Die Traditionelle Abendländische Medizin orientiert sich bei der Auffassung des Krankheitsbegriffes stark an den Vorstellungen von Paracelsus. Dieser nennt in seinen Überlieferungen fünf verschiedene Entien (Ebenen), auf welchen Krankheitsgeschehen ihre Usache finden können. Je nach Ebene bzw. Ens unterscheidet sich auch die Behandlung der jeweiligen Krankheiten, auch dann, wenn sie sich sonst symptomatisch vollkommen gleich zeigen.

„Merket wohl, es gibt fünf Entia, die alle Krankheiten schaffen und verursachen. So wisset denn, dass es fünferlei Pestilenz gibt, nicht mit Bezug auf ihre Natur, ihr Wesen, ihre Form oder Gestalt, sondern bezüglich ihrer Entstehung, mögen sie sich auch später in jeder beliebigen Weise äußern. Es gibt so fünf Arten jeder Krankheit“ Paracelsus zit. n. (Rippe, 2017)
„Ich muss besonders darauf aufmerksam machen, dass nicht die Krankheiten so behandelt werden müssen, als stammten sie aus einer Quelle, sondern man hat je nach den fünf Entien ein verschiedenes Verfahren anzuwenden. Denn kein Ens nimmt das Heilmittel eines anderen an. Der Arzt aber, der das nicht versteht, ist blind.“ zit. n. ebd.

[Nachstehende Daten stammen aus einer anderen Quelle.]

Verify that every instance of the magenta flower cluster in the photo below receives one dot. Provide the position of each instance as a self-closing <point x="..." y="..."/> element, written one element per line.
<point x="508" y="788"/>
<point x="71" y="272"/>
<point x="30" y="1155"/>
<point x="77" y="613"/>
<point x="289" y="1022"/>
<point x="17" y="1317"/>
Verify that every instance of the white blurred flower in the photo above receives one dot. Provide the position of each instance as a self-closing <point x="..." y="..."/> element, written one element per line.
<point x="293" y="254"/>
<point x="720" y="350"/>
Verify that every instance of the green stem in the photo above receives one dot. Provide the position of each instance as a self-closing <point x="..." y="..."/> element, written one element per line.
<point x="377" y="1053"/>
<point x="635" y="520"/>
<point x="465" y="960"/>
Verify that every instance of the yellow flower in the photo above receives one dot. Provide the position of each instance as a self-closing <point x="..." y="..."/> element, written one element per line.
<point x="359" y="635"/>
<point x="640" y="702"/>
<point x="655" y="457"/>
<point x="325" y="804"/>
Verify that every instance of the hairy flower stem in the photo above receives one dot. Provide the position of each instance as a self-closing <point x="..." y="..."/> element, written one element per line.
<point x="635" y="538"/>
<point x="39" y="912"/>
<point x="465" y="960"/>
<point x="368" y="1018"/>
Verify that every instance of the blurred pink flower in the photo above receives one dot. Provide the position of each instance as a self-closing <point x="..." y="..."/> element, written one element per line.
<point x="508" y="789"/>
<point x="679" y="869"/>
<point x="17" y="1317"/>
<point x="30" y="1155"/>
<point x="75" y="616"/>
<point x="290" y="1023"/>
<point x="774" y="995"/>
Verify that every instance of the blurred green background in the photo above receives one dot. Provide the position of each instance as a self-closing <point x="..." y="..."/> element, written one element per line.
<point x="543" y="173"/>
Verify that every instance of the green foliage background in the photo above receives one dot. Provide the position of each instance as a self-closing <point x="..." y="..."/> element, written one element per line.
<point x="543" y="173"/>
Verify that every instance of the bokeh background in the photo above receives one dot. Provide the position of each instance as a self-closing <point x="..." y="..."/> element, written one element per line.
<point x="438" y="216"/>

Die fünf Ens zit. nach PEKANA

Das Ens astrale - Einfluss der Gestirne: Wir sind heute mehr denn je von mannigfachen Strahlungen umgeben und können diesen auch nicht ausweichen. Von Strahlungen der Gestirne sind die Auswirkungen des Mondzyklus am bekanntesten. Interessierte sollten sich mit diesen möglichst wieder beschäftigen, denn dieses «Studium» führt uns auch wieder zur Signaturenlehre im weitesten Sinne, sowie der Beachtung von Erntezeiten der Pflanzen, sowie der überlieferten Bauernregeln zurück. Dies bedeutet jedoch keinen Rückschritt, sondern ist ein Wissen von unseren Altvorderen, das von der hektischen Suche nach Fortschritt übergangen wurde, mit dem man in der modernen Wissenschaftsauffassung nichts mehr anzufangen wusste, das aber langsam und berechtigt wieder in den Blickpunkt gelangt - und dann doch wieder dem Fortschritt dient!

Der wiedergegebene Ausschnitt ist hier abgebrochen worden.